Retrieve records with receive

The receive operation performs GET {base_url}/api/{endpoint} with optional query parameters. When Personio returns a top-level data field, that value is returned as items; otherwise the full API payload is wrapped in a single-element array.

const baseUrl = "https://api.example.com/api/v1";
const tenantId = "<TENANT_ID>";
const apiKey = "<API_KEY>";

async function listAttendances(integrationId: string) {
  const response = await fetch(
    `${baseUrl}/integrations/${encodeURIComponent(integrationId)}/execute`,
    {
      method: "POST",
      headers: {
        "X-API-Key": apiKey,
        "X-Tenant-ID": tenantId,
        "Content-Type": "application/json",
      },
      body: JSON.stringify({
        operation: "receive",
        endpoint: "company/attendances",
        query: {
          start_date: "2026-05-01",
          end_date: "2026-05-31",
          limit: 50,
          offset: 0,
        },
      }),
    }
  );

  if (!response.ok) throw new Error(`Request failed: ${response.status}`);
  const payload = await response.json();
  return payload.data?.items ?? [];
}
curl -X POST "https://api.example.com/api/v1/integrations/<ENTITY_ID>/execute" \
  -H "X-API-Key: <API_KEY>" \
  -H "X-Tenant-ID: <TENANT_ID>" \
  -H "Content-Type: application/json" \
  -d '{
    "operation": "receive",
    "endpoint": "company/attendances",
    "query": {
      "start_date": "2026-05-01",
      "end_date": "2026-05-31",
      "limit": 50,
      "offset": 0
    }
  }'
{
  "success": true,
  "data": {
    "message": "Personio data retrieved successfully",
    "employee_count": 2,
    "items": [
      {
        "id": 9821,
        "employee": { "id": 8472 },
        "date": "2026-05-07"
      }
    ]
  }
}

Call arbitrary API paths with execute

Use execute when you need an explicit HTTP method (default GET) and a JSON body from body or data.

{
  "operation": "execute",
  "endpoint": "company/time-offs",
  "method": "GET"
}

Validate connectivity with test

The test operation acquires an OAuth token and calls GET company/employees.

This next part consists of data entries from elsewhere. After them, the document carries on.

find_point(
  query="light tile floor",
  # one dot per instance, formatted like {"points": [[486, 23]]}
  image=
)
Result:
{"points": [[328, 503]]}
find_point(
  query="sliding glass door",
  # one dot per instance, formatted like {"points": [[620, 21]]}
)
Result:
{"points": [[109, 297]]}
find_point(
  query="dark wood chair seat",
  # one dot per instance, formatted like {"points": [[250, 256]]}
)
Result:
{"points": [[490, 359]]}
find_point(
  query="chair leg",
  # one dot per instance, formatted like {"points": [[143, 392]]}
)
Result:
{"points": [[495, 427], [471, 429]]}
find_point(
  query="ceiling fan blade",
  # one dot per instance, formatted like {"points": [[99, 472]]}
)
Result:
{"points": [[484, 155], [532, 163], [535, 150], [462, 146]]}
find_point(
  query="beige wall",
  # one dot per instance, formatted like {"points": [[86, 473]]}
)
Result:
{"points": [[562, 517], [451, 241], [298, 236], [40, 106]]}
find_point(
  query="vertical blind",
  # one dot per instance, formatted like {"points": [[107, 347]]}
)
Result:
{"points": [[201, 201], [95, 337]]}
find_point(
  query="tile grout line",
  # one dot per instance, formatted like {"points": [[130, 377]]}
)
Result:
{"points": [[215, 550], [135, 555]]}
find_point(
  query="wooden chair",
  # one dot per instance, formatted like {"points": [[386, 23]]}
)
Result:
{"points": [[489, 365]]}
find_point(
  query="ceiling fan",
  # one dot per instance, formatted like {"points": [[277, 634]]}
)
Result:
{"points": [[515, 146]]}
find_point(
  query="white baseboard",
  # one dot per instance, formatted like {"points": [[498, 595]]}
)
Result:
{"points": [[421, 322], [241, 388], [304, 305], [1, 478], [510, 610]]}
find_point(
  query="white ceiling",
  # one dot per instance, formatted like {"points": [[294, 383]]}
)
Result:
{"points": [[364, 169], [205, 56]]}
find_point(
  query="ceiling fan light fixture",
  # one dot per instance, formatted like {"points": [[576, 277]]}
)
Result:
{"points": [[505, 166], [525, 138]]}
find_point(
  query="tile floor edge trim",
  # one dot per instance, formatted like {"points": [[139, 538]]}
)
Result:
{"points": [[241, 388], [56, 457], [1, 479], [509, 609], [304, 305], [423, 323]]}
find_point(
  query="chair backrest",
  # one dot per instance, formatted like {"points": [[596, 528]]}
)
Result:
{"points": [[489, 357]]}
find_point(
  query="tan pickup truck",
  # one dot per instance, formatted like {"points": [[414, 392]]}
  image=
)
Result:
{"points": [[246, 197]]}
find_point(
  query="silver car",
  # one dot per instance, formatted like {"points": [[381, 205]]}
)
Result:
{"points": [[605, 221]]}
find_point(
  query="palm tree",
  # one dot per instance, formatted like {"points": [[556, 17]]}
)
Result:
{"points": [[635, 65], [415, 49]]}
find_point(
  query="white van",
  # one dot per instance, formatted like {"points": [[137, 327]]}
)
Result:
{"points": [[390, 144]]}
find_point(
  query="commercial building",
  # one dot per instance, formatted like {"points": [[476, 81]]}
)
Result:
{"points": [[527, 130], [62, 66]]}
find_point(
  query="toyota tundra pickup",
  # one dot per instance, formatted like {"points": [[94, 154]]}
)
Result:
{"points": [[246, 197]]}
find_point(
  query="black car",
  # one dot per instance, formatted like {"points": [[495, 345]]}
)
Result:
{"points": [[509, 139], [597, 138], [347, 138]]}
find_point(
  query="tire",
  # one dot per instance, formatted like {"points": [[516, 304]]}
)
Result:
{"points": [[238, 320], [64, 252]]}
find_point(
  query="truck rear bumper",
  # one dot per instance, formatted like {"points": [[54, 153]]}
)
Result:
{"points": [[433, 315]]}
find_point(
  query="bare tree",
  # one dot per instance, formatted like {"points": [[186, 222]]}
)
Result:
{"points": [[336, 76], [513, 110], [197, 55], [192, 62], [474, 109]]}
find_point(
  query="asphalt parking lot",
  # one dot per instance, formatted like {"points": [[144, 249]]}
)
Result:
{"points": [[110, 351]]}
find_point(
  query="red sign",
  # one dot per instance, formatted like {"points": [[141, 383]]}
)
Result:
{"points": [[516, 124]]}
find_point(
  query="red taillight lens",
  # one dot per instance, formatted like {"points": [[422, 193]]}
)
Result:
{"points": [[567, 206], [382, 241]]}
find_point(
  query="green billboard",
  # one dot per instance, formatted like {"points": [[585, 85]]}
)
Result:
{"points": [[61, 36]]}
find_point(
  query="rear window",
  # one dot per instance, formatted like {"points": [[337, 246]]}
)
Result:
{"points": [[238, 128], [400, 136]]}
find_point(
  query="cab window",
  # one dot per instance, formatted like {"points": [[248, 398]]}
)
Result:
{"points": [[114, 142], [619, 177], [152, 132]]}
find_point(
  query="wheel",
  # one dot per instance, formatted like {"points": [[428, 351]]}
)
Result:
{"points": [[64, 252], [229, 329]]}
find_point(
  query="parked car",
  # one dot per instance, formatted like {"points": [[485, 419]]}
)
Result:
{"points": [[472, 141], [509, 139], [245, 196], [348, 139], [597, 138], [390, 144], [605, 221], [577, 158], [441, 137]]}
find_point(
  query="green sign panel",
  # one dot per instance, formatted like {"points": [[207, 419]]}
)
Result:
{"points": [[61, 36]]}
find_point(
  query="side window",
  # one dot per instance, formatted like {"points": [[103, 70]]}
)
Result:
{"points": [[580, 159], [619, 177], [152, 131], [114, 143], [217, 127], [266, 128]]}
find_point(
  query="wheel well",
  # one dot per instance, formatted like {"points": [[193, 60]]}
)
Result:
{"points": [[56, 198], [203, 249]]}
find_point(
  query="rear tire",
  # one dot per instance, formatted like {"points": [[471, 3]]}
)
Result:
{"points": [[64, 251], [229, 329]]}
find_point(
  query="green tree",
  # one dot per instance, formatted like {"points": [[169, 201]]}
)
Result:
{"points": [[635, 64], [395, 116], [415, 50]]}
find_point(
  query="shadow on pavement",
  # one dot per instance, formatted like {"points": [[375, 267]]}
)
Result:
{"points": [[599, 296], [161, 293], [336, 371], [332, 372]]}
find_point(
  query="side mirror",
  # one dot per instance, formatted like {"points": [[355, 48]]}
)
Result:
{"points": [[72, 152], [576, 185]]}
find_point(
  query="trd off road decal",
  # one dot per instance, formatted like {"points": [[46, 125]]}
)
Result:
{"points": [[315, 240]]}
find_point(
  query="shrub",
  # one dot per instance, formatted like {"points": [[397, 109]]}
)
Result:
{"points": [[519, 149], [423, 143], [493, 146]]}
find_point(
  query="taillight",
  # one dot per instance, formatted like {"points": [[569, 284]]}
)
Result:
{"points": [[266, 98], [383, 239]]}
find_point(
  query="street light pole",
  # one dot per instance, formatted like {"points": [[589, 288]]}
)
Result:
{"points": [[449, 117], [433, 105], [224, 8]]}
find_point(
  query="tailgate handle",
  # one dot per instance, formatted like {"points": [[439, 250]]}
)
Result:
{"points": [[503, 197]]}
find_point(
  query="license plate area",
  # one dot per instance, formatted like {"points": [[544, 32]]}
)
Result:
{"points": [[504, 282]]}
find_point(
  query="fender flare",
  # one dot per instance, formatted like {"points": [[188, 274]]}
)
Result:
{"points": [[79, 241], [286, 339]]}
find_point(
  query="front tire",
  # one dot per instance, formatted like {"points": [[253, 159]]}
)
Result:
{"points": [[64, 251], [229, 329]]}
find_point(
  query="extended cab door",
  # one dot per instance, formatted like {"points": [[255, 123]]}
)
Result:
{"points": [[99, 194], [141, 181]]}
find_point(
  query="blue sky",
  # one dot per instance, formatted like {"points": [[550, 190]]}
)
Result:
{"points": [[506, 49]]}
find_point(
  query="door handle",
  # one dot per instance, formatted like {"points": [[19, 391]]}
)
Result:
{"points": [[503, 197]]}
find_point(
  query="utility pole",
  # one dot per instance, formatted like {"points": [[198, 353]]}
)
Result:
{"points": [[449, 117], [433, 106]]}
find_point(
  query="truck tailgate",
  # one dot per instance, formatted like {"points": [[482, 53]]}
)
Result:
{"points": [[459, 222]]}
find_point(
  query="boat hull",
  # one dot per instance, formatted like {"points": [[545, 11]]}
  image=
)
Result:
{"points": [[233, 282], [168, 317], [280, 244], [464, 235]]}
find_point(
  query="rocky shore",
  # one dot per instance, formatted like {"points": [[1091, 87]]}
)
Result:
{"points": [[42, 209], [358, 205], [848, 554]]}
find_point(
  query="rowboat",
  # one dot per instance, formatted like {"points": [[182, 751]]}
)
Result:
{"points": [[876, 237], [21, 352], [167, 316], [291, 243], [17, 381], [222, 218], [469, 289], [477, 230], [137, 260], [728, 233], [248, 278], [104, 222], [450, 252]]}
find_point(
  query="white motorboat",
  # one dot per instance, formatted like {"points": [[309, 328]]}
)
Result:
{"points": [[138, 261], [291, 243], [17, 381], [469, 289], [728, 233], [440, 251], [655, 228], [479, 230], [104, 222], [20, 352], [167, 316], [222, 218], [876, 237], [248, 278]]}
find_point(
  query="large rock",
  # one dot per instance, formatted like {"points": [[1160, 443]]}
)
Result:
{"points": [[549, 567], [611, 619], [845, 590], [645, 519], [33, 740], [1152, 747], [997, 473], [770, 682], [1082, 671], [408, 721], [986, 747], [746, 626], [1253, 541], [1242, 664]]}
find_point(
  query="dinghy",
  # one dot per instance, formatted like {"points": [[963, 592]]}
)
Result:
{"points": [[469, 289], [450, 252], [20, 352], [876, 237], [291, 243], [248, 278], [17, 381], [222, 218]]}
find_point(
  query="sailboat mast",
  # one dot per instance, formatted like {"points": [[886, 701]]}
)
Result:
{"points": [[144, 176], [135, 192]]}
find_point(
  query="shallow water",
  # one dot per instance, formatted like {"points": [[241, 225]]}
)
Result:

It returns employees_found in data.details.

{
  "success": true,
  "data": {
    "message": "Personio connection test successful",
    "details": {
      "base_url": "https://api.personio.de",
      "employees_found": 42
    }
  }
}

Reliability guidance

Personio permissions control what each integration can read or modify, so review scopes before troubleshooting payload-level errors. Handle 429 and temporary network failures with controlled retries in your workflow logic to avoid dropped updates. For production operations, keep audit trails with execution IDs and minimize personally identifiable data in logs.